I am an Assistant Professor in the University of Toronto working on quantum-enhanced machine learning and applications of high-performance learning algorithms in quantum physics. I am also the Academic Director of the Quantum Machine Learning Program in the Creative Destruction Lab, a Faculty Affiliate in the Vector Institute for Artificial Intelligence, and an Affiliate in the Perimeter Institute for Theoretical Physics.
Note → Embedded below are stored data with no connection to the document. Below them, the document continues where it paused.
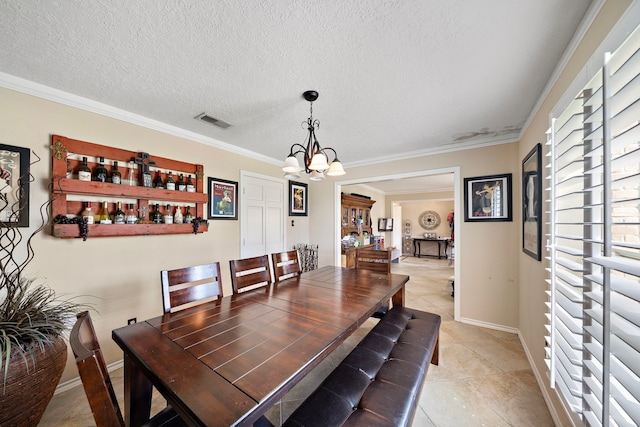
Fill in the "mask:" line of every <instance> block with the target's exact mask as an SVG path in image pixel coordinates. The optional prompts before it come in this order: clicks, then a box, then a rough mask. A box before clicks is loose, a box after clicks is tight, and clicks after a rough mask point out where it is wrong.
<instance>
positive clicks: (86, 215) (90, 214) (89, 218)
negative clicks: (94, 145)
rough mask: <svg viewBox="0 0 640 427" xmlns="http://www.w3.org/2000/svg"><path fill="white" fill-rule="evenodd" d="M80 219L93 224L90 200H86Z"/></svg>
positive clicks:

Trained as a mathematician and computer scientist, I received my PhD from the National University of Singapore. Previously I worked in the Quantum Information Theory group in ICFO-The Institute of Photonic Sciences and in the University of Borås. I did longer research stints at several institutions, including the School of Information Systems in the Queensland University of Technology, the Quantum Information Group in the University of Tokyo, Centre for Quantum Technologies in the National University of Singapore, Tsinghua University, the Barcelona Supercomputing Center, and the Indian Institute of Science. I serve in an advisory role for various startups, and I am a member of the NUS Overseas Colleges Alumni.
Quantum-enhanced machine learning: Current and near-future quantum technologies have a potential of improving learning algorithms. Of particular interest are algorithms that have a high computational complexity or that require sampling. The latter type includes many probabilistic graphical models in which not only the training phase, but also the inference phase has been infeasible at scale, prompting a need for quantum-enhanced sampling. This in turn will enable deep architectures for probabilistic models, as well as scalable implementations of statistical relational learning, both of which go beyond the black-box model of neural networks and shift the focus towards explainable artificial intelligence. While speedup is the primary consideration, we also investigate the fundamental limits of statistical learning theory in the framework of quantum physics.
Quantum many-body systems, optimization, and machine learning: Identifying the ground state of a many-particle system whose interactions are described by a Hamiltonian is an important problem in quantum physics. During the last decade, different relaxations of the previous Hamiltonian minimization problem have been proposed. These algorithms include the lower levels of a general hierarchy of semidefinite programming (SDP) relaxations for non-commutative polynomial optimization, which provide a lower bound on the ground-state energy, complementing the upper bounds that are obtainable using variational methods. The latest developments step away from optimization, and introduce machine learning as an ansatz for ground-state energy problems and for the study of quantum phase transitions. In fact, strong links between quantum many-body physics (tensor networks in particular) and deep learning are being established. We are developing a set of theoretical and numerical tools to pursue these synergies. Sponsored by the ERC grant QITBOX, by the Spanish Supercomputing Network (FI-2013-1-0008 and FI-2013-3-0004) and by the Swedish National Infrastructure for Computing (SNIC 2014/2-7 and 2015/1-162) and a hardware donation by Nvidia Corporation.